DEATH OF A DEVIL, the third in Derek Farrell's Danny Bird series begins on Halloween as gaggle of ghost-hunters discover a body bricked-up behind the pub's basement wall. Trouble (including the return of a truly malevolent "ghost" from Ali's the past) quickly engulfs everyone Danny (and this reader) loves, threatening the happiness of all.
In DEVIL, Farrell delivers everything his fans have come to love and expect and much, much more. Farrell's plotting is fiendishly clever and gracefully advances to a denouemont as intellectually and emotionally satisfying as any I have ever read.
Danny Bird and his best friend Caz are more endearing and complex. Farrell enriches our understanding of who they are and deftly describes the loving dance that is their deep best friendship. At the end of Devil, I worry less about Danny's ability to handle his complicated relationship with his boyfriend, Nick, or to manage his pub and it's crime boss owner, and more about Caz. Always brave, always insouciant, she seems vulnerable in book three in ways she didn't before. I worry that some rough times are ahead for her, but know too, that Danny will be there to help navigate and keep her head above water.
Which brings me to Farrell the writer. He's the real deal. I'd read anything he writes including recipes or to-do lists. Every word is sharply the right word. Every image fully-realized.

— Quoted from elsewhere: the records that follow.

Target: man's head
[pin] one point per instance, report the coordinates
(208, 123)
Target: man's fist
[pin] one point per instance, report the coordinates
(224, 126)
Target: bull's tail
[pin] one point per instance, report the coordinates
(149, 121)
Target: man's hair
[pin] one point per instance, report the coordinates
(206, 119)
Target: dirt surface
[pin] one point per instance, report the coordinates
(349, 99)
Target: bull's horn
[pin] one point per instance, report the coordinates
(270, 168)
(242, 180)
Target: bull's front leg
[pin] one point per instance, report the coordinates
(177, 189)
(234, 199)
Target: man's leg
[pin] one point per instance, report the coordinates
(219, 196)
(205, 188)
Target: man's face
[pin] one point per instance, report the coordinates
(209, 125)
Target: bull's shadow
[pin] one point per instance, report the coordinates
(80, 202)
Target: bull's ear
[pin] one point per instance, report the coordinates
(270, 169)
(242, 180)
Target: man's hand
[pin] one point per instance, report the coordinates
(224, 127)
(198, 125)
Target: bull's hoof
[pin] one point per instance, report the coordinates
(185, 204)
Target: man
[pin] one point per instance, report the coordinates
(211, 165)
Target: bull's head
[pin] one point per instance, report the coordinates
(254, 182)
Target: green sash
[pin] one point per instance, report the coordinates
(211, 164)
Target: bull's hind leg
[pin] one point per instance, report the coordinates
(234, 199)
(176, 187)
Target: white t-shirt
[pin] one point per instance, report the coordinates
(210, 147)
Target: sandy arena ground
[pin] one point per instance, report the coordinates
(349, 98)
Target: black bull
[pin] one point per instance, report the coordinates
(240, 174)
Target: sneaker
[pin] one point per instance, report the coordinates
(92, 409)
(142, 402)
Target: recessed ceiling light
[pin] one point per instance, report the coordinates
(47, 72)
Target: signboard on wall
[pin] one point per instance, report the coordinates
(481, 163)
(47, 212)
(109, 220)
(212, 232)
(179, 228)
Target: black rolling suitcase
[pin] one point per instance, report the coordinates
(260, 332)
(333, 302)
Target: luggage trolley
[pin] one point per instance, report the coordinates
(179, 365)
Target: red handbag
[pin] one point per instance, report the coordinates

The writing in book three, like the first two, is a total pleasure. A joy. It doesn't matter if Farrel is describing a corpse or a hat—the writing masterful and sure, exulting in its mastery. The writing is always fresh, perfectly hilarious or perfectly tragic, giving the grateful reader constant shocks of pleasure:
"Her hat - resembling a Victorian stovepipe that had been covered in tiny black silk roses, then sat on, hard, by an elephant - had a gauzy black veil hanging down in front of her face. Her every move left clouds of Joy by Patou into her wake…"
"You want a pastry? Have a pastry. Try the pastizzi," he said, like some sort of demented gangland Mary Berry. "It's a Maltese specialty. "I glanced at Caz. "A pastizzi would be lovely," she purred, as she finished applying fresh lipstick…"
"I've handled shooters, Bowie knives, one time a Black & Decker drill - cheap shit; buy Bosch if you want the job done without the fucking engine burning out - and a couple of chainsaws. If I wa to get rid of someone these days, I'd use a wood chipper…"
"Outside the car, the familiar landmarks whizzed by. We crossed Piccadilly, the glaring lights still flaming away; advertising products nobody could really need to a square devoid of consumers. The tiny figure of Eros, dwarfed by the greed and the hammering rain, still balancing on one leg, and tring to find his arrows of love up Piccadilly, through which we now drove."
Too often mysteries are merely plot machines––lovely machines, but machines nonetheless. Too often a disconnected and icy cleverness informs them.
What Farrell accomplishes (again) is to gloriously, hilariously, and movingly warn andhumanize a too-often inhuman genre. His characters, even "minor" ones, are fully realized, distinct, living, breathing and important people. Which is why Derek Farrell's latest novel is truly good––brilliant, and clever but not just excellent in a literary sense. DEATH OF A DEVIL is humane. Benevolent. Lovely. Inspiring. And yes, beautiful.